Fact 10. BitLocker encryption and administration supports only Windows—with no support for other operating systems, such as Mac or Linux.

You may think that we are not great fans of BitLocker—yet that’s far from the truth. We would use it, and would recommend it to friends. We see it as really good for technical, trustworthy users. But that’s not the market it’s being promoted for. Nothing fills us with dread more than an enterprise product that requires yet another password, requires specific hardware that is not enabled by default, presents a black screen with white text to users (so archaic), does not conform to our recognized password/PIN lifetime policies, does not work on non-USA machines, and does not have audit-friendly output for the main purpose it serves, namely, to tell us whether this stolen machine is a liability.

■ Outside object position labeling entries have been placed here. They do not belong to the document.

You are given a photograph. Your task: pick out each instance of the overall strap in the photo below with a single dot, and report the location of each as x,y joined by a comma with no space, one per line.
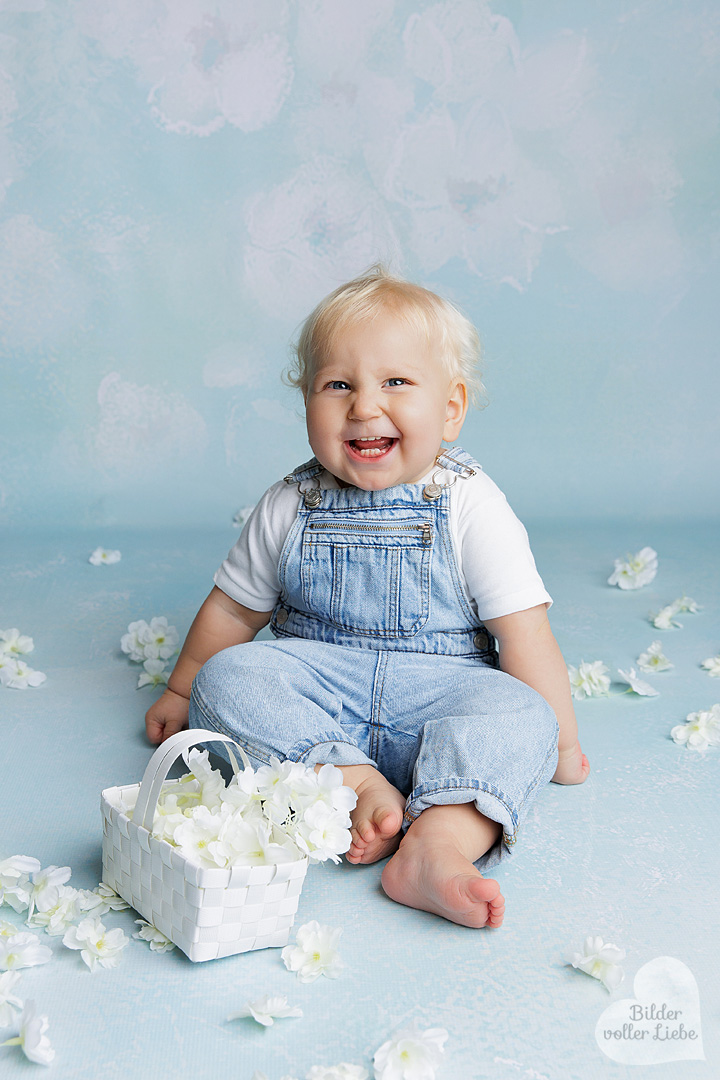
307,471
458,460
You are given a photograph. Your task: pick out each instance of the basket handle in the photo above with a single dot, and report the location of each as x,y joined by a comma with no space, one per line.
161,763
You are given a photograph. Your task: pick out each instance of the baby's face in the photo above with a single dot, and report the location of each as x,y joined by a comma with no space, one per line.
381,404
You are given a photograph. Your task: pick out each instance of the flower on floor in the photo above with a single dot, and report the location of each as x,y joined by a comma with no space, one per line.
10,1006
23,950
664,619
588,679
16,675
653,660
104,557
635,570
97,945
711,665
636,685
43,883
57,910
14,644
31,1037
100,900
15,886
341,1071
702,729
410,1054
314,954
600,960
148,933
267,1010
153,640
687,604
154,674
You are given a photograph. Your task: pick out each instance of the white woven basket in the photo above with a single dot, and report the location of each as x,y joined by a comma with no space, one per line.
206,912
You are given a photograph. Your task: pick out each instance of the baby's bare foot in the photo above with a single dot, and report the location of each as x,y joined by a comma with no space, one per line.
377,820
431,873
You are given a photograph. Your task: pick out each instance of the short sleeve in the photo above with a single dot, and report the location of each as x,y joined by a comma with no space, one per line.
497,562
249,572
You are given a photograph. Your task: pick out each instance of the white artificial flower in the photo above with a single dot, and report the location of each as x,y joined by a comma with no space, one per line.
57,912
195,835
97,945
637,685
104,557
685,604
23,950
588,679
154,674
100,900
600,960
159,640
701,731
18,676
132,644
14,644
664,620
325,833
341,1071
8,664
148,933
314,954
250,844
652,659
268,1009
410,1054
15,886
333,790
10,1006
31,1037
242,515
711,665
635,570
42,885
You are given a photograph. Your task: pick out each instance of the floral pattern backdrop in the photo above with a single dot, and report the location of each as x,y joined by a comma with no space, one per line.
181,180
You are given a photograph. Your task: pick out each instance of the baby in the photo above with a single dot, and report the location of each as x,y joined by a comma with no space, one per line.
412,648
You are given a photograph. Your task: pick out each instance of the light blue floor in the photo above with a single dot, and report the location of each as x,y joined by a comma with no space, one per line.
632,855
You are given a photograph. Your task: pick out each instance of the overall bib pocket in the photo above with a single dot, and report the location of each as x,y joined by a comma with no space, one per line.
369,577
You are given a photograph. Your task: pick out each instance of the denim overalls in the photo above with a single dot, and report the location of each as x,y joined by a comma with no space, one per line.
380,660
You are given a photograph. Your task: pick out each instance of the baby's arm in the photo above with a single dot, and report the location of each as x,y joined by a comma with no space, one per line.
219,623
528,650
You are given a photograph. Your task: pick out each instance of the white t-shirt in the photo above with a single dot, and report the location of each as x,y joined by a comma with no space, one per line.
491,545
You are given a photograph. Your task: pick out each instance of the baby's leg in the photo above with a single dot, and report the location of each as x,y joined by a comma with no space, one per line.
433,868
378,817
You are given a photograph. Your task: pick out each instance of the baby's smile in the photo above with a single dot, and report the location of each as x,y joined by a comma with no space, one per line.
370,446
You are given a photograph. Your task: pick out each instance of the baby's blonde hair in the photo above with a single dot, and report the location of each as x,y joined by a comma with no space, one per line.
366,297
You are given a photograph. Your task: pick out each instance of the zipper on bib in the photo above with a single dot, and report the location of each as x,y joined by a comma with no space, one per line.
425,528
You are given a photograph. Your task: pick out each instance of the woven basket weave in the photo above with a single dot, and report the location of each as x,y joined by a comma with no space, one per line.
206,912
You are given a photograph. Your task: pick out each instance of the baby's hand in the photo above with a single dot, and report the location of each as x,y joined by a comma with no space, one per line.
168,715
572,767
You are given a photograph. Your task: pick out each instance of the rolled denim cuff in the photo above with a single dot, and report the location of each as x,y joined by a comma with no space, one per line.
457,791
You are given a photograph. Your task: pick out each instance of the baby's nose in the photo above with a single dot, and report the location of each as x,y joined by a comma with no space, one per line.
364,406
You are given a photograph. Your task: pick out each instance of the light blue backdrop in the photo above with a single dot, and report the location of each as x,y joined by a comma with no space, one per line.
181,180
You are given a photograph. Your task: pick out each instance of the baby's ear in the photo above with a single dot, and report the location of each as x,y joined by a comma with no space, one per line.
456,412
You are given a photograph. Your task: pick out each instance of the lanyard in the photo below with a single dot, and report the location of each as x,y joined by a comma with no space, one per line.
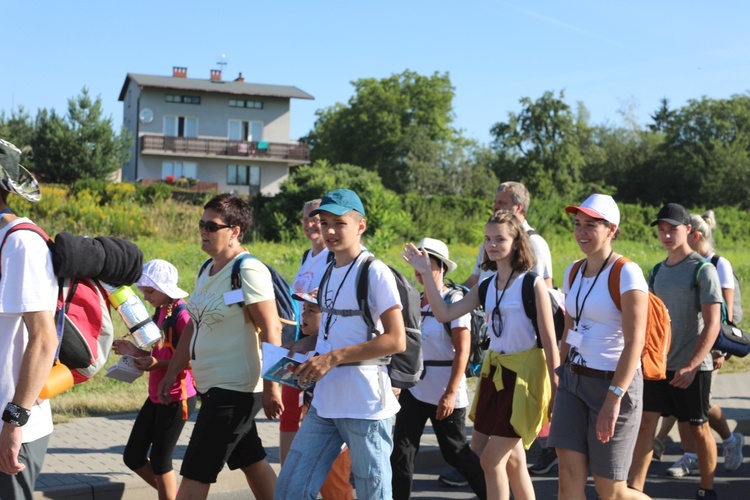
327,328
497,306
579,310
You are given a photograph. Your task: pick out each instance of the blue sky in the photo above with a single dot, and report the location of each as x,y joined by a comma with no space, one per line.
609,55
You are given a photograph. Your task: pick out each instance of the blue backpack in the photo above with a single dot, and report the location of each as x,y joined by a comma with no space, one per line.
287,307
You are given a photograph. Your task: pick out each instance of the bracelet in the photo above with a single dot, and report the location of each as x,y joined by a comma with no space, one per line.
16,415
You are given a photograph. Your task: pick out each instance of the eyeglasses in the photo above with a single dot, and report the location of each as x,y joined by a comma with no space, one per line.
211,226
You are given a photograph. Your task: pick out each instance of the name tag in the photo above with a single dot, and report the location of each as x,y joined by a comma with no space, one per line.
233,297
574,338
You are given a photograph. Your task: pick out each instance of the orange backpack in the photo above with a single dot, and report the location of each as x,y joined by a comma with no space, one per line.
658,324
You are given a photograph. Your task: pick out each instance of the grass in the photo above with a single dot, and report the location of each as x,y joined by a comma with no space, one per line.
105,396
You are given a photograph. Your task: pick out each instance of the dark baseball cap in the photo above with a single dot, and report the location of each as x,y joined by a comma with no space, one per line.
339,202
674,214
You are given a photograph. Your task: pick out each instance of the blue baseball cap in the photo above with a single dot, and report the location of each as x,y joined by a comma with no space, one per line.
339,202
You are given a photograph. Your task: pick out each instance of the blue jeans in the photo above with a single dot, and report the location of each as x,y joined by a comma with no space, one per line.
318,443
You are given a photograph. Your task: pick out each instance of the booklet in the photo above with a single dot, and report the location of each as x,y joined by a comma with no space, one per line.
278,365
125,370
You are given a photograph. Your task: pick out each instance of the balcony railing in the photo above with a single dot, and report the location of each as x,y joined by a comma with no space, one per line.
223,147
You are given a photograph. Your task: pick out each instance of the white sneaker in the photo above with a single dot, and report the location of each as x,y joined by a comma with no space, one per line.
733,453
685,466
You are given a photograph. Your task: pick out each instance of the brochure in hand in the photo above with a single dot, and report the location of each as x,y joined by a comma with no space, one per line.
278,365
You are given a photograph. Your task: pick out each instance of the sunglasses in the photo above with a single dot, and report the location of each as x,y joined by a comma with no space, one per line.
211,226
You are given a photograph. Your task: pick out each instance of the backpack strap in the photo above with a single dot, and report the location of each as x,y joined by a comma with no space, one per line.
529,302
574,271
483,287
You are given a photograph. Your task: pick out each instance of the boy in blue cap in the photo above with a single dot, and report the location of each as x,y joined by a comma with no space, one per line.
353,401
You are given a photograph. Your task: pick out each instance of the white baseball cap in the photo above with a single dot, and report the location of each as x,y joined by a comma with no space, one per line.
439,250
598,206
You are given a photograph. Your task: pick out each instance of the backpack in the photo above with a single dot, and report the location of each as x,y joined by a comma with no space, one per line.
480,339
329,259
737,301
658,324
404,368
82,317
287,308
529,304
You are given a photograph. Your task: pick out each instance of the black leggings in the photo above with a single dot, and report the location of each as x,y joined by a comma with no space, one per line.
157,427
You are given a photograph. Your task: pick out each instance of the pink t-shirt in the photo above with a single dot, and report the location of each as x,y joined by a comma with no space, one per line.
183,387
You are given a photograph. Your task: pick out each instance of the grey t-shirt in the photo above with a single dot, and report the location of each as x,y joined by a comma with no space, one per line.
675,285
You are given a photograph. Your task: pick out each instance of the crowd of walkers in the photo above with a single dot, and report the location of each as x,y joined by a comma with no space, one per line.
584,393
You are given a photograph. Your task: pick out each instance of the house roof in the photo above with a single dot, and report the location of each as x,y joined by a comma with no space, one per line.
223,87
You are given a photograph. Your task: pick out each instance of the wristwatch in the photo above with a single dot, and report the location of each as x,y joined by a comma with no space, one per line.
617,391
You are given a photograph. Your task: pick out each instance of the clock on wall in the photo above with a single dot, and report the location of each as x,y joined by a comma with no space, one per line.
146,116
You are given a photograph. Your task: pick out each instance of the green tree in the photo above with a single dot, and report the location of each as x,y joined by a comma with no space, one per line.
81,145
544,146
705,157
384,122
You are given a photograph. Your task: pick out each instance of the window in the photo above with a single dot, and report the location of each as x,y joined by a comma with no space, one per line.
179,169
245,131
244,175
180,126
184,99
239,103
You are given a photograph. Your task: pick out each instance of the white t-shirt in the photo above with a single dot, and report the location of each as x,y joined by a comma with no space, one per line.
225,350
438,345
26,286
539,248
601,322
518,332
310,272
362,392
724,268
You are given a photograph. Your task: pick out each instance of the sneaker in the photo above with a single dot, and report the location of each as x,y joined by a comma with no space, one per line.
546,461
453,478
685,466
733,453
706,495
658,449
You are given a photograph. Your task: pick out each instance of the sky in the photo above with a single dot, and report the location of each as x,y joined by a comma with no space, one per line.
614,57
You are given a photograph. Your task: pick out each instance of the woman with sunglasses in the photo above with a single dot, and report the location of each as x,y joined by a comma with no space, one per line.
511,403
599,401
223,344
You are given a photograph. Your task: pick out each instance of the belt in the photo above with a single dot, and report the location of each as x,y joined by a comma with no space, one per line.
591,372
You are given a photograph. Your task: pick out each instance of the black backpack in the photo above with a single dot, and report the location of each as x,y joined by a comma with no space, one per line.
287,307
737,302
404,368
529,305
480,339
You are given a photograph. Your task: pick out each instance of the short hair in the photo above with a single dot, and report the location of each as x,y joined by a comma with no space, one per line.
310,205
705,225
520,194
523,258
234,210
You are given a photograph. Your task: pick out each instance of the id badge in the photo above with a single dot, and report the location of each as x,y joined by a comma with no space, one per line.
233,297
323,346
574,338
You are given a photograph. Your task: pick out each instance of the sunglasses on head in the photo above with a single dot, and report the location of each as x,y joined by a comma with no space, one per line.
211,226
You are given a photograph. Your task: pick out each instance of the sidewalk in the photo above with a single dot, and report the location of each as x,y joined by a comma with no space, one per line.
84,459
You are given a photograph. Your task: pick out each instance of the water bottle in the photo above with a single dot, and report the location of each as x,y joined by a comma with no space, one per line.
135,316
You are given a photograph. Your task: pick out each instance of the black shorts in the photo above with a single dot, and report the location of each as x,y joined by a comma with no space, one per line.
224,432
688,405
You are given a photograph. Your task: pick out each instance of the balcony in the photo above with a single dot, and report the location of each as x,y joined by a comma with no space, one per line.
261,150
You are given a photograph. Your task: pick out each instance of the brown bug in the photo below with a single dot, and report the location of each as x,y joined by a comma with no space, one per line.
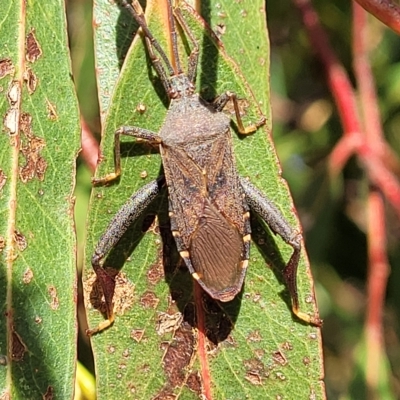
209,203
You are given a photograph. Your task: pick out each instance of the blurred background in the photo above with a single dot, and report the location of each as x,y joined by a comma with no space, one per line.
332,210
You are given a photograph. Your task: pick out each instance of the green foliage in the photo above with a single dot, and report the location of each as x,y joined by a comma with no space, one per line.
38,143
268,353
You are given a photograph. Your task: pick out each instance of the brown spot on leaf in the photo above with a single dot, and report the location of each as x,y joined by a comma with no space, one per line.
35,164
2,243
30,80
18,347
149,299
279,357
141,108
51,111
179,355
31,147
155,273
306,361
253,378
165,394
32,47
254,336
256,371
49,395
111,349
54,303
20,241
287,346
14,94
5,396
122,293
137,334
28,276
193,382
168,322
6,67
3,179
10,121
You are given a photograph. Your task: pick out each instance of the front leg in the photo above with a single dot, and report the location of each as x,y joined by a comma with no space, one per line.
278,224
125,217
220,102
138,133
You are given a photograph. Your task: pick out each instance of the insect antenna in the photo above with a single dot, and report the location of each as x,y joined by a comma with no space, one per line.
164,71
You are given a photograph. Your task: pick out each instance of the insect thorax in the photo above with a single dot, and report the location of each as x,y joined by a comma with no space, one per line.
191,119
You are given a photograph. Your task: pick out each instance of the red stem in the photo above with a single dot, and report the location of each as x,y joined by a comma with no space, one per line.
378,267
378,272
385,10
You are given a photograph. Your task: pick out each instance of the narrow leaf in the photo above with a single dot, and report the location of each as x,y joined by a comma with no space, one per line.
38,145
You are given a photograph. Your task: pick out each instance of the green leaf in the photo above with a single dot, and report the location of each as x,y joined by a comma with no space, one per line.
256,347
39,141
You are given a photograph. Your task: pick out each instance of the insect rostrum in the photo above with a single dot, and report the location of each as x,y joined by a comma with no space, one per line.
209,203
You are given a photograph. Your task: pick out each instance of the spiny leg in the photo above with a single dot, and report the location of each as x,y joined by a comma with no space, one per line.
138,133
221,101
125,217
278,224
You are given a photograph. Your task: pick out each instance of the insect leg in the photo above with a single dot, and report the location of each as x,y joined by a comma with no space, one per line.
125,217
138,133
194,54
278,224
151,43
221,101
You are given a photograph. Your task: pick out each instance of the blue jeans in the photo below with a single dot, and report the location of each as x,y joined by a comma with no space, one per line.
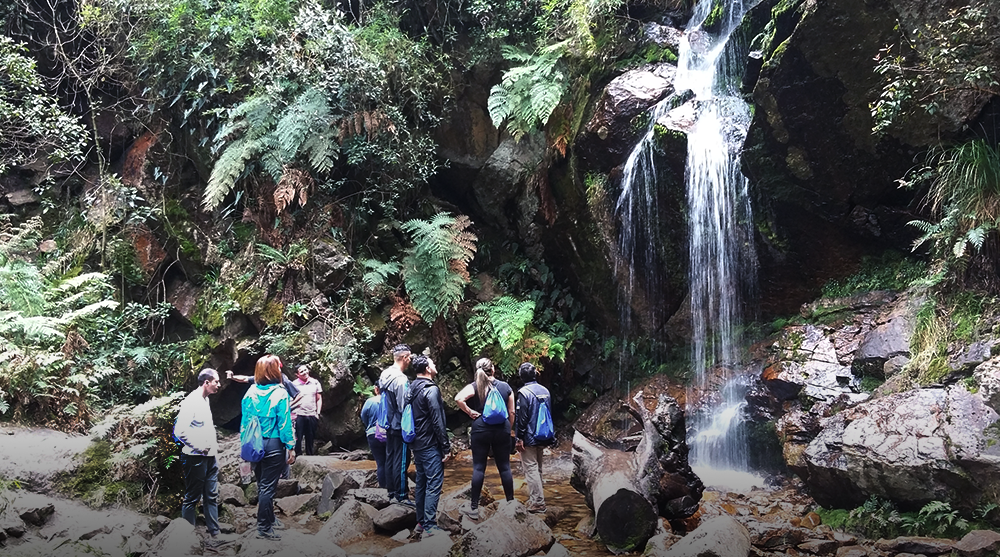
396,463
267,471
429,481
378,453
201,482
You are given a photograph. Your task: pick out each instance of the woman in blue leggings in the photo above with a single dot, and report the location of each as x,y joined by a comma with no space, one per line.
486,437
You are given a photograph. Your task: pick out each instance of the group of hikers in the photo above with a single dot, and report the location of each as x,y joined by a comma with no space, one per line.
403,417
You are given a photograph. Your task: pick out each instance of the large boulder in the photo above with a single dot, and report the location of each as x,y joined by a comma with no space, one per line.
511,532
912,447
722,536
621,113
351,522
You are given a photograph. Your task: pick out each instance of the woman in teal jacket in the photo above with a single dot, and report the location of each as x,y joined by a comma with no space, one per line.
269,402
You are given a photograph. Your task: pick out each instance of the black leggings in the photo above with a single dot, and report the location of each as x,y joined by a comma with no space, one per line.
482,442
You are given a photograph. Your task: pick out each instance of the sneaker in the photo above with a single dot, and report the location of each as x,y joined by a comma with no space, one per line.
434,531
470,512
416,533
268,535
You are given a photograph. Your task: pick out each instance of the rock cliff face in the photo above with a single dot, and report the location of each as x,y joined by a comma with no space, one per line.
825,183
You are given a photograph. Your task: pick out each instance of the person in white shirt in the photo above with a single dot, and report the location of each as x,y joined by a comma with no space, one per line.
309,408
196,430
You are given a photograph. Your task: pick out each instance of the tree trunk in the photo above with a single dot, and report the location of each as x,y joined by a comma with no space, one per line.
628,488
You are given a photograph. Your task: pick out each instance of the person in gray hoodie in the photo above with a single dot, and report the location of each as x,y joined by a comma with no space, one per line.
195,429
393,383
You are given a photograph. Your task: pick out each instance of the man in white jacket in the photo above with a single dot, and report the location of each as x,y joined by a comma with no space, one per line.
196,430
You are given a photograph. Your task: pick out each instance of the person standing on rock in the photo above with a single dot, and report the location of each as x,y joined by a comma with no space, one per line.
196,430
485,436
393,384
309,408
267,400
369,415
431,447
529,398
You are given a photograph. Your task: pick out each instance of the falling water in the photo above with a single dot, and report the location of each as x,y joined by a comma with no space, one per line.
721,255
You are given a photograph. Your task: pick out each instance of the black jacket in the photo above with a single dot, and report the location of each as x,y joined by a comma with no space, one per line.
526,413
428,415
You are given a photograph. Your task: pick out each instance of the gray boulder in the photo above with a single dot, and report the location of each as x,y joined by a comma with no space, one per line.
352,521
913,447
978,543
511,532
805,361
178,538
721,536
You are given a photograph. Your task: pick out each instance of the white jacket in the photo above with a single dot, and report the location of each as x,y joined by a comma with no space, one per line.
194,426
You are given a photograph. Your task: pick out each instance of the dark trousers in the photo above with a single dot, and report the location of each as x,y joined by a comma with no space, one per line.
429,481
267,472
396,462
499,441
305,427
378,453
201,483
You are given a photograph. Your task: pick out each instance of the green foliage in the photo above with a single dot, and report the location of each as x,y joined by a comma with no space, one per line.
935,63
333,98
501,322
876,518
965,191
528,93
954,318
377,273
890,271
936,519
32,124
434,269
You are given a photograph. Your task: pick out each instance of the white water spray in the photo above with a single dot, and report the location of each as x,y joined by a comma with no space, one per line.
721,254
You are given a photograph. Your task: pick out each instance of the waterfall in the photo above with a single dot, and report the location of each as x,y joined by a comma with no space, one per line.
721,255
722,260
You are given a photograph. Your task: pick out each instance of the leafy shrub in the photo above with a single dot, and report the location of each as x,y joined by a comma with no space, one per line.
890,271
435,268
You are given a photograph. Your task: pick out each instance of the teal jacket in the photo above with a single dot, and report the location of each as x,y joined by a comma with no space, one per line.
270,404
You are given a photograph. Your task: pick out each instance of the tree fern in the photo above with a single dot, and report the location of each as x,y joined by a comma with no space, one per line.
529,93
434,269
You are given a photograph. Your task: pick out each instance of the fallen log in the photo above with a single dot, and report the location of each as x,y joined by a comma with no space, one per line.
631,479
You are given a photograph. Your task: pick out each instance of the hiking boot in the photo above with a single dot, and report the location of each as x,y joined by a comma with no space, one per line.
416,533
467,510
434,531
269,535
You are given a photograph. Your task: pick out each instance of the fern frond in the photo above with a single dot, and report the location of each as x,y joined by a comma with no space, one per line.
296,121
231,164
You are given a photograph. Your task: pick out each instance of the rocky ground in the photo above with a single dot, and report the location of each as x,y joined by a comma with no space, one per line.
331,509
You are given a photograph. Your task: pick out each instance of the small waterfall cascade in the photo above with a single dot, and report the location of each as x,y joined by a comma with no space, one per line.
636,210
721,254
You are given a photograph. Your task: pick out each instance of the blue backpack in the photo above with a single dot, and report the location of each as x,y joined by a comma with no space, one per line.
544,430
495,409
406,423
381,419
251,438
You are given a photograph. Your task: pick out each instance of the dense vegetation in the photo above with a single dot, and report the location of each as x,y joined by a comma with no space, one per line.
278,157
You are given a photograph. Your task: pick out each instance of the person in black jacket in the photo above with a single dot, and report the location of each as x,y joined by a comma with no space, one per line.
431,447
528,398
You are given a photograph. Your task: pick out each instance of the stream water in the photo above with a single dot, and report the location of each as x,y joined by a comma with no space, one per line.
722,261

One of us actually likes it for the following reasons:

  • Only one of the three machines he uses has a USA keyboard, so he can use Fn-mode PINs.
  • It never forces him to change his PIN.
  • He can turn it on and off whenever he likes without corporate IT people knowing.
  • He gets to use the TPM chip, even though it took him a whole day to work out how to enable it.
  • He can write fancy scripts to turn it on and off. (He’s a closet programmer.)
  • He gets a nice DOS-like screen when he turns on his machine, just like 20 years ago.
  • BitLocker is mostly controlled through a command-line script (Manage-bde).
  • His local IT team can’t come and use his machine, or see what’s stored on it without his knowing.
  • He just likes things to be done the hard way.